| Format recherche | Marin, Maguy | Format lecture |
| 1. | Présentation |
Marin, Maguy (1951- ), danseuse et chorégraphe française.
| 2. | Formation |
Née à Toulouse, Maguy Marin étudie la danse classique au conservatoire de sa ville natale. Elle poursuit sa formation à Paris, notamment auprès de Nina Vyroubova (ancienne étoile de l’Opéra de Paris), avant d’intégrer le ballet de l’Opéra de Strasbourg.
C’est dans cette ville qu’a lieu la rencontre avec le monde du théâtre (et notamment avec les étudiants acteurs du Théâtre national de Strasbourg) et que naît chez elle le désir de confronter son art à de nouvelles modalités d’expression. Elle suit alors les enseignements de Caroline Carlson et de Maurice Béjart au sein de la Mudra — école créée en 1970 par ce dernier, qui allie les enseignements de la danse, du chant, de l’expression orale et des techniques de la scène — et participe à la création du groupe de recherche théâtrale Chandra.
Soliste du Ballet du xxe siècle pendant trois années, elle participe à la création de plusieurs des grandes pièces de Béjart (Héliogabale, le Molière imaginaire, les reprises de la Symphonie pour un homme seul et Roméo et Juliette). Maguy Marin quitte le Ballet du xxe siècle en 1976, puis elle obtient avec Évocation le premier prix du Concours international de Nyon (Suisse) en 1977, tandis que Nieblas de nino reçoit le premier prix du Concours de Bagnolet en 1978.

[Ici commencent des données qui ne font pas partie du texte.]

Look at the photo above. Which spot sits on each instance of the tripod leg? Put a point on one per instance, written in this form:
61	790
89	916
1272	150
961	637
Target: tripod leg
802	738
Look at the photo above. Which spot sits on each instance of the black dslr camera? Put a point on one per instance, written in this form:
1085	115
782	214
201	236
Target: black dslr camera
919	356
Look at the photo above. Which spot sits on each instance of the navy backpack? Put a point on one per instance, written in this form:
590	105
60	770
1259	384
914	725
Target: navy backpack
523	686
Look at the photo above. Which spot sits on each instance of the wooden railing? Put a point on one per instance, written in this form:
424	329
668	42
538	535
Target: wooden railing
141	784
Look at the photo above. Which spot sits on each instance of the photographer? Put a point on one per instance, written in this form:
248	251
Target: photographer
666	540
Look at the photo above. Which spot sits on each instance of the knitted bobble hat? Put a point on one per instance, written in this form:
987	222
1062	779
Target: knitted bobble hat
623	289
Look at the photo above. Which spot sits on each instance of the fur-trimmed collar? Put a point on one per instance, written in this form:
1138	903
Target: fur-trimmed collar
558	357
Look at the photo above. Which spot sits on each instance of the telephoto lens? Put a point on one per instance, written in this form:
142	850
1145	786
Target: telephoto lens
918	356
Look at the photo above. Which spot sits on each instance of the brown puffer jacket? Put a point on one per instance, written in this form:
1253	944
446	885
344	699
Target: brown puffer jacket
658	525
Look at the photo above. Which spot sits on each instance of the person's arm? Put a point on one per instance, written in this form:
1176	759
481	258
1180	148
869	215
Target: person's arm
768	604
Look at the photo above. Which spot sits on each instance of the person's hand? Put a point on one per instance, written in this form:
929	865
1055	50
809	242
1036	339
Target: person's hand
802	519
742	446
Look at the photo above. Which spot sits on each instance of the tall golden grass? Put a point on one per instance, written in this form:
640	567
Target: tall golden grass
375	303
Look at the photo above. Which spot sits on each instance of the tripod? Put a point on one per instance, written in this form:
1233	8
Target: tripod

| 3. | La Compagnie Maguy Marin |
En 1978, Maguy Marin fonde avec Daniel Ambash (qui a suivi lui aussi l’enseignement de la Mudra) le Ballet Théâtre de l’Arche — qui deviendra la Compagnie Maguy Marin en 1984 — et oriente sa recherche vers la fusion de la danse, de la musique et du théâtre. En 1981, année où la compagnie s’installe à Créteil (les spectacles sont joués à la Maison des Arts de Créteil), elle crée May B, inspiré de l’œuvre de Samuel Beckett, qui mêle danse et théâtre gestuel. Pièce maîtresse de la chorégraphe, reconnue aujourd’hui comme un chef-d’œuvre (la 400e a eu lieu en 1998), May B apporte à la compagnie une consécration internationale. Babel Babel (1982), Jaleo (1983) ou encore Calambre (1985) permettent à la chorégraphe d’élargir son audience. En 1985, elle répond à une commande du Lyon Opéra Ballet en recréant Cendrillon, qui obtient un succès considérable, et s’approche davantage encore de l’univers théâtral en mettant en scène en 1987, à Lyon également, …Des petits bourgeois, les sept péchés capitaux d’après Bertolt Brecht, sur une musique de Kurt Weill. Elle crée, dans les années qui suivent, des pièces souvent décapantes, où la danse est servie par les textes et par les mots. En 1993, elle revisite une pièce du répertoire en présentant à Lyon son Coppélia ; elle poursuit également, depuis 1987, une collaboration avec le compositeur Denis Mariotte (Cortex, 1991 ; Waterzooï, 1993 ; Ramdam, 1993).
| 4. | Rillieux-la-Pape et l’engagement artistique |
Dès ses premiers spectacles (où sont dénoncées l’oppression et la stigmatisation de la différence), Maguy Marin apparaît comme une chorégraphe engagée. En 1989, elle refuse d’adhérer au consensus entourant les fêtes commémoratives du bicentenaire et prend, dans Eh, qu’est-ce que ça me fait à moi ? (créé au Festival d’Avignon), le parti pris de la provocation. En janvier 1998, après quinze années passées à la Maison des Arts de Créteil, son Centre chorégraphique national est transporté dans la banlieue de Lyon, à Rillieux-la-Pape, dans le cadre d’un projet à la fois culturel et social soutenu par les communes voisines. Aménageant une ancienne menuiserie, elle y installe un centre de réflexion et de rencontre d’artistes baptisé Ramdam, tandis que la Compagnie multiplie les projets de sensibilisation et de formation auprès des habitants des communes partenaires. En 1999, elle présente à la filature de Mulhouse trois créations, Pour ainsi dire, Vaille que vaille et Quoi qu’il en soit, pièces dans lesquelles les interprètes acceptent de dévoiler un peu de leur propre histoire pour servir une danse parlée qui fait de l’histoire individuelle le lieu d’un échange empreint d’humour et de sensibilité.